A slack in banking system credit growth also found mention in Reserve Bank of India (RBI) governor Sanjay Malhotra’s monetary policy statement on 6 August. Malhotra said that although the rate of credit growth has slowed, overall flow of financial resources to the commercial sector increased from ₹33.9 trillion in 2023-24 to ₹34.8 trillion in 2024-25. This indicates that companies are no longer solely reliant on bank borrowings and are tapping the debt market for working capital requirements.
RBI defines the flow of financial resources to the commercial sector as the aggregate of loans from banks and non-banks, and investment by Life Insurance Corp. of India in corporate debt, apart from funds raised overseas.

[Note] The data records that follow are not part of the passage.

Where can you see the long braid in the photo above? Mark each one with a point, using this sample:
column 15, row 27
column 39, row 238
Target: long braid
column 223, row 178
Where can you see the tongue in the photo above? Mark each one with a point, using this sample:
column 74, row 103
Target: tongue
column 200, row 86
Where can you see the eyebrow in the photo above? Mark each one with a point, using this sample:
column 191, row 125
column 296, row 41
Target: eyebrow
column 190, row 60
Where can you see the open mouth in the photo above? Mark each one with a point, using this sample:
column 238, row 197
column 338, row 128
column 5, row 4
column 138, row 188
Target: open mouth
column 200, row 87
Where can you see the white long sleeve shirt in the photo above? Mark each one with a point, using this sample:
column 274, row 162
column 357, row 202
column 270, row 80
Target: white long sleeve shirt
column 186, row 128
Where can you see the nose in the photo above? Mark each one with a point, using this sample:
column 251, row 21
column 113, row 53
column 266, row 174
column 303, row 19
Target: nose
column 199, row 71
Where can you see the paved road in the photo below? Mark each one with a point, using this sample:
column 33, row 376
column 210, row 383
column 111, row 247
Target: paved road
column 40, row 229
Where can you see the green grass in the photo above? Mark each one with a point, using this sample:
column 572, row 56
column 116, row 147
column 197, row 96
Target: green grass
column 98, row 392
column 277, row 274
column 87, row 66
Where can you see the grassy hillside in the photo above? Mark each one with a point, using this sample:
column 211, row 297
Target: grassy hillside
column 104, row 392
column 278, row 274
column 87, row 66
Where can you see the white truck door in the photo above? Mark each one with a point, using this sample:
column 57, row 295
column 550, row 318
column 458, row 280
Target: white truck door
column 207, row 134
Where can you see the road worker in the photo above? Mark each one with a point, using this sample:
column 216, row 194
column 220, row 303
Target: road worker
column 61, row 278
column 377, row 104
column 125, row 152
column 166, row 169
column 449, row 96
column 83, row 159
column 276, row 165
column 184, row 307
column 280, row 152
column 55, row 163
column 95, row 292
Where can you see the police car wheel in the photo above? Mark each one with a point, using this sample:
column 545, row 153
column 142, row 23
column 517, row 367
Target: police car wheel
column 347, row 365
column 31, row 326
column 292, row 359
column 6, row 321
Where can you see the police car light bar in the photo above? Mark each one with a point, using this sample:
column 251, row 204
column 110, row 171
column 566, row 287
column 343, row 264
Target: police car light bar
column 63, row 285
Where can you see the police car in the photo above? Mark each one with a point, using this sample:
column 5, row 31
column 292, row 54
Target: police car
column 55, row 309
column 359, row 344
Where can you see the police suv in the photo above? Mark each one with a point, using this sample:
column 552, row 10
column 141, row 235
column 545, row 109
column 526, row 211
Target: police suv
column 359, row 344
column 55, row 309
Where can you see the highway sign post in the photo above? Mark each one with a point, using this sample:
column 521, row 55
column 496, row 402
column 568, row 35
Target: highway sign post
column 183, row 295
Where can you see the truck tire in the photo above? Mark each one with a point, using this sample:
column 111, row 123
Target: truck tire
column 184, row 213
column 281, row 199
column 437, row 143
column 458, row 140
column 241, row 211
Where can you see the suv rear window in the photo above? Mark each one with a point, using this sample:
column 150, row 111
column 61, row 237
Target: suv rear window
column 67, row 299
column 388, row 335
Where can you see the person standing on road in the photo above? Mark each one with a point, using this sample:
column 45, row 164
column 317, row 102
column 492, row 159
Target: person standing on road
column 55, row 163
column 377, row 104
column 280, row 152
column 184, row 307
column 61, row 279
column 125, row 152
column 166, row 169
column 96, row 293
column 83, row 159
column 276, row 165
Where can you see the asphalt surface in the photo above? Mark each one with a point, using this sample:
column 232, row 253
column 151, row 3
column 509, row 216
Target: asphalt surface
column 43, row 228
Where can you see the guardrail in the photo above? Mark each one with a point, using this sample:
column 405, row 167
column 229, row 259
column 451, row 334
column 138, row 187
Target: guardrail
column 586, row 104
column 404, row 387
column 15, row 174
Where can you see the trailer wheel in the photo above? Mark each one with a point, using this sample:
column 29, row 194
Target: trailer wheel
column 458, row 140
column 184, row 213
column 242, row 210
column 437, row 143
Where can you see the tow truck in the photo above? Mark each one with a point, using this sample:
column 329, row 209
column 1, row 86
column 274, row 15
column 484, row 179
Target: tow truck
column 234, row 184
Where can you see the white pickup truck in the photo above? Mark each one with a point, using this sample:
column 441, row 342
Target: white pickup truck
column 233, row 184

According to Setty, companies tapping debt markets is on expected lines given ample liquidity at cheaper rates. As per RBI data, system liquidity has been in surplus — on an average of ₹3 trillion per day — since the June meeting of the monetary policy committee.
“I think these shifts keep happening and once the rates stabilize on the bank side, they will come back to utilization,” said Setty.
He said SBI has a strong pipeline of project finance loan proposals under discussion, apart from loans sanctioned but are yet to be disbursed. Setty expects corporate loan growth to be at least 10% in the December quarter.
The SBI chairman said companies are not yet really discussing tariff concerns with SBI. However, on a broader level, uncertainties have been present in the global scenario for the last couple of years on the back of wars and geopolitical tensions.
On Friday, the bank reported a net profit of ₹19,160 crore for the June quarter, up 12.5% over the previous year, beating estimates. Bloomberg consensus estimates of 24 analysts had pegged SBI’s net profit in the June quarter at ₹16,975 crore. The profit was, to a great extent, backed by other income in the form of treasury gains. Its other income or non-interest income grew 55.4% y-o-y to ₹17,346 crore, whereas interest income grew 5.8% y-o-y to ₹1.17 trillion.
SBI’s domestic deposits grew 11.7% y-o-y to ₹52.5 trillion in Q1 FY26. The bank is hopeful of maintaining its loan growth and deposit growth guidance of 12% and 10%, respectively, in FY26.
Like its peers, SBI’s margins have also taken a beating in the June quarter, with net interest margin — a key indicator of profitability — down 33 basis points from the previous year to 3.02%. Setty said margins were anyway expected to moderate in Q1 and Q2, but would be back to FY25 levels by Q4 of the current financial year.
Analysts sounded concerned about softening margins.
“While the pickup in deposit growth rate (even if led by term deposits) is a positive, we see the continued slide in margins remaining a concern raising questions on the sustainable level of RoA (return on assets) for the bank, once the support from lower credit costs and higher non NOI (non-operating income) subsides,” analysts at Bernstein said in a note on Friday.
Shares of SBI on NSE closed at ₹802.5 apiece, down 0.33% from its previous close, while the Nifty Bank Index was down 0.93%.